At the restaurant, diners munched fish fingers as real fish swam on with little care.

There was also a beautiful giant aquarium with a tunnel running through it.

Visitors walked through to view the many species of fish.

The peaceful co-existence between human and nature as well as the tranquility in that tunnel made him start thinking about what he could do for his hamster pet back home.

"I immediately remembered how bored my small rodent pet was just having a wheel and other traditional toys to play with.
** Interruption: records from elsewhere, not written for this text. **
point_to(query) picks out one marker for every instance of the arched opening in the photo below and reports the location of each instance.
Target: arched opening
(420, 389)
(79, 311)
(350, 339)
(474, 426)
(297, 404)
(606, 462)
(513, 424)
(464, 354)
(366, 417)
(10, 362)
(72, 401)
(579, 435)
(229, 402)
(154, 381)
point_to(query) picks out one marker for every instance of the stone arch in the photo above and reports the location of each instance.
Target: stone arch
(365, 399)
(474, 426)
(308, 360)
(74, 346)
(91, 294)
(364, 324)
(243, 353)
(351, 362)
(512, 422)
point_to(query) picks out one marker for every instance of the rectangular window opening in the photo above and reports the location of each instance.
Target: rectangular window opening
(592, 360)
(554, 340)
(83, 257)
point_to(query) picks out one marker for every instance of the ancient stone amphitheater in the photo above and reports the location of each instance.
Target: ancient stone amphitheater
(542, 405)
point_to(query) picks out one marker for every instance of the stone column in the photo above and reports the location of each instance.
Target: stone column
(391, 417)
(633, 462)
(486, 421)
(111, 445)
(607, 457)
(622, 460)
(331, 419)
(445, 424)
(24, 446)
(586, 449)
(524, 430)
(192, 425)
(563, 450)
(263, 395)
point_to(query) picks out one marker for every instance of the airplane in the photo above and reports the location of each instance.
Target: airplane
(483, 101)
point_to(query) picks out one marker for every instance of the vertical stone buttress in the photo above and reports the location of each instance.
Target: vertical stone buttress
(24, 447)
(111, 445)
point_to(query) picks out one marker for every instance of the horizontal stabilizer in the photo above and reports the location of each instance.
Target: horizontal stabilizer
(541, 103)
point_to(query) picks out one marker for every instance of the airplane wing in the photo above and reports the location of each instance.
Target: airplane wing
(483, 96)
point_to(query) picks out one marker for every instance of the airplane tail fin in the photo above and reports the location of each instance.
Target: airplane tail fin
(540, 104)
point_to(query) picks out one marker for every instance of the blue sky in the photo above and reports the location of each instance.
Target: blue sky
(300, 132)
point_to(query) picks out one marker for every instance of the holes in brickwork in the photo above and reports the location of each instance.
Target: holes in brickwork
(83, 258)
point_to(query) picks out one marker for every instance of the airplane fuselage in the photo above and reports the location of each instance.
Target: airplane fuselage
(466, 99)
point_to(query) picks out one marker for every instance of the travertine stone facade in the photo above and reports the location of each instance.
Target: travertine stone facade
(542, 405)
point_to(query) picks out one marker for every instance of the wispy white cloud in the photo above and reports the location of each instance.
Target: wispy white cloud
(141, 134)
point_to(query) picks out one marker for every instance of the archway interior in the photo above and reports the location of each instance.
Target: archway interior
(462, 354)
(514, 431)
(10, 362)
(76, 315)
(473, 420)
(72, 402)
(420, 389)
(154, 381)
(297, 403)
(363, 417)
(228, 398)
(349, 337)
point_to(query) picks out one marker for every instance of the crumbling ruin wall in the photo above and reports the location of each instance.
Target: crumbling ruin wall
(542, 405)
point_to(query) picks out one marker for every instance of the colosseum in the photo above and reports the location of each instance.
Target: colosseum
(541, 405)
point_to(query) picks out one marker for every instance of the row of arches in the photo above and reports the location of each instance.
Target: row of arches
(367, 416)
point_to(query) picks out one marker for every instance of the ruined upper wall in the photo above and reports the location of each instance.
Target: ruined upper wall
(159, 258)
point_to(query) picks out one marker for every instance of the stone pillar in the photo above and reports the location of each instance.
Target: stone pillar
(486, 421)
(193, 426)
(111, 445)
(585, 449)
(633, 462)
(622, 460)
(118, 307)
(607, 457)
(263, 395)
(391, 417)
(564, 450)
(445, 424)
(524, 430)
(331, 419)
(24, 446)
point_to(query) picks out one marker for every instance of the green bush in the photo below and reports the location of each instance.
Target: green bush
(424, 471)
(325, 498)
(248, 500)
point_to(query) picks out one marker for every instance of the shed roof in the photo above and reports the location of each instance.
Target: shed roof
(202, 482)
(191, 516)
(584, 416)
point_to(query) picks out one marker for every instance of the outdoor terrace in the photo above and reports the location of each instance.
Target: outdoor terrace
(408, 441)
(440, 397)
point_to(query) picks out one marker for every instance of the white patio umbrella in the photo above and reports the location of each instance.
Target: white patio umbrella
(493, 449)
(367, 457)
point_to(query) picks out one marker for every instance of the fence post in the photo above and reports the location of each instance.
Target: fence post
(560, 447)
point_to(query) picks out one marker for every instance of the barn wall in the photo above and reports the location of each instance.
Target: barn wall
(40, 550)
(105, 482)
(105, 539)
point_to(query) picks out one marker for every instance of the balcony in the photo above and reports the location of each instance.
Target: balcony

I imagined how enriched its life would be if it experienced the same euphoric feeling I was having when walking through that underwater tunnel."


Kariuki’s dwarf hamster, a species from arid habitats, would be fascinated to interact with species from wet habitats such as fish.

Back to his flat in the UK, Kariuki started putting his Dubai experience into action; by finding ways to make something viable for pet lovers. He came up with a cage/tank contraption designed so that a pet could enjoy a wet-free aquatic view of fish, just like the diners he saw in Dubai.

He made sketches over and over again until he came up with a near perfect design that he presented to a professional product design and developing company in America.

The American company made Kariuki’s dream a reality after fine-tuning the idea into an irresistible magnificent prototype. It is through this American product developer and hundreds of mailshots of the invention for hamsters which Kariuki sent out that potential investors approached him.

One morning, as he prepared to go to work, he received a call and the man on the other end of the line wanted to clinch a quick deal with Kariuki over his invention. The problem was that the man, who said he presented a big pet accessories company in America, wanted to buy off the invention from Kariuki for Sh98 million but the inventor’s role in the invention would be over as soon as the deal was sealed.

Confused and surprised by the huge offer as well as the requirement that he sells off his idea, Kariuki hesitantly but firmly said no to the caller.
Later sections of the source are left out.